Unfortunately, drug companies gained at the price of patients. 300 doctors--whom I personally interviewed--say Obamacare will raise costs and lower the quality of healthcare for young Americans.

Buy-and-raise, the Los Angeles Times reported last month, is a practice that drug companies are utilizing to inflate prices by 1,000%.

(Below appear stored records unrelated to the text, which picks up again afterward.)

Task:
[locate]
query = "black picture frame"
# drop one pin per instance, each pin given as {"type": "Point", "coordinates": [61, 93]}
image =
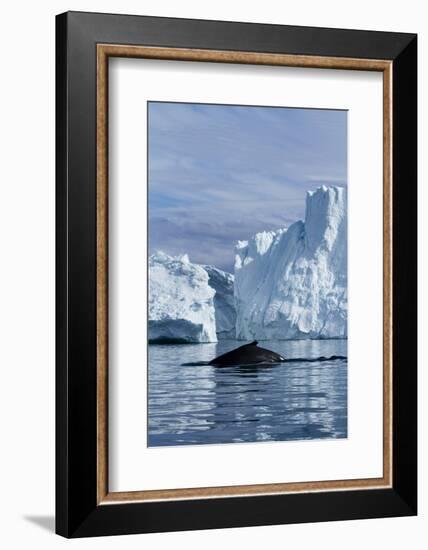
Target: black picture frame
{"type": "Point", "coordinates": [77, 512]}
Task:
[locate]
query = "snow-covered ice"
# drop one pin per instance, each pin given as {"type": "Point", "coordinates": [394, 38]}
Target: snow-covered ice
{"type": "Point", "coordinates": [292, 283]}
{"type": "Point", "coordinates": [224, 301]}
{"type": "Point", "coordinates": [181, 302]}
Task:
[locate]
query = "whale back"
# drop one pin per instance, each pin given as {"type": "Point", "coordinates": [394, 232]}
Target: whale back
{"type": "Point", "coordinates": [248, 354]}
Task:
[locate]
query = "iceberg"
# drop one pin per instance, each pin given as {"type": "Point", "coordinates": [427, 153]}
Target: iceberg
{"type": "Point", "coordinates": [224, 302]}
{"type": "Point", "coordinates": [181, 302]}
{"type": "Point", "coordinates": [292, 283]}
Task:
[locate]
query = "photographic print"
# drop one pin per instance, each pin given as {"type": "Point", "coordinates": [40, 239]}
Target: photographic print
{"type": "Point", "coordinates": [247, 276]}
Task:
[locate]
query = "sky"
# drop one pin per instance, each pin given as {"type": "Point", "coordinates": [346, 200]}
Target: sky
{"type": "Point", "coordinates": [221, 173]}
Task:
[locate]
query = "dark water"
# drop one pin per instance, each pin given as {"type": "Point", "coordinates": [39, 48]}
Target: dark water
{"type": "Point", "coordinates": [202, 404]}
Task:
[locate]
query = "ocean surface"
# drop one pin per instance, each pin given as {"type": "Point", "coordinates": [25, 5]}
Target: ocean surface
{"type": "Point", "coordinates": [201, 404]}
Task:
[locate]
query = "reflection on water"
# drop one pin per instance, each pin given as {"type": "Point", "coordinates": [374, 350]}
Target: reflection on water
{"type": "Point", "coordinates": [203, 404]}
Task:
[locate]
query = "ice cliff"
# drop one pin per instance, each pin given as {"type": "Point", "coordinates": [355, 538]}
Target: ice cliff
{"type": "Point", "coordinates": [292, 283]}
{"type": "Point", "coordinates": [181, 302]}
{"type": "Point", "coordinates": [224, 302]}
{"type": "Point", "coordinates": [189, 302]}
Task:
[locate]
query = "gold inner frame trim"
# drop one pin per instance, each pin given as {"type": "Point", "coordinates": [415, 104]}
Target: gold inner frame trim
{"type": "Point", "coordinates": [104, 51]}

Here’s how it works: drug companies offer patients "co-pay coupons" for common drugs like a simple skin cream called, Alcortin A and a basic pain reliever, Vimovo. The drugs retailed for $189 and $115 respectively less than two years ago. Today, they retail for $7,968 and $2,061 respectively. Patients and doctors rarely see the true sticker price as the drugs are covered by many insurance plans and drug companies give patients co-pay coupons that allow them to pay a negligible amount while, as the Los Angeles Times reports: "leaving America’s health system to pick up the rest of the price."

Taxpayers like you are picking up a hefty price indeed. Researchers from UCLA, Harvard and Northwestern recently found that drug companies have been reimbursed "as much as $2.7 billion" more "over five years" than "if the coupons were not used," reports the Los Angeles Times.

Profits from buy-and-raise tactics are padding the salaries of drug executives more often than saving patient lives. Horizon CEO Timothy Walbert’s compensation package increased by a factor of ten from 2014 to 2015 to $93.4 million. Drugs like Alcortin A and Vimovo cost drug companies little to make as they are based on ingredients discovered decades ago, but patients will not question five-figure costs that they never see.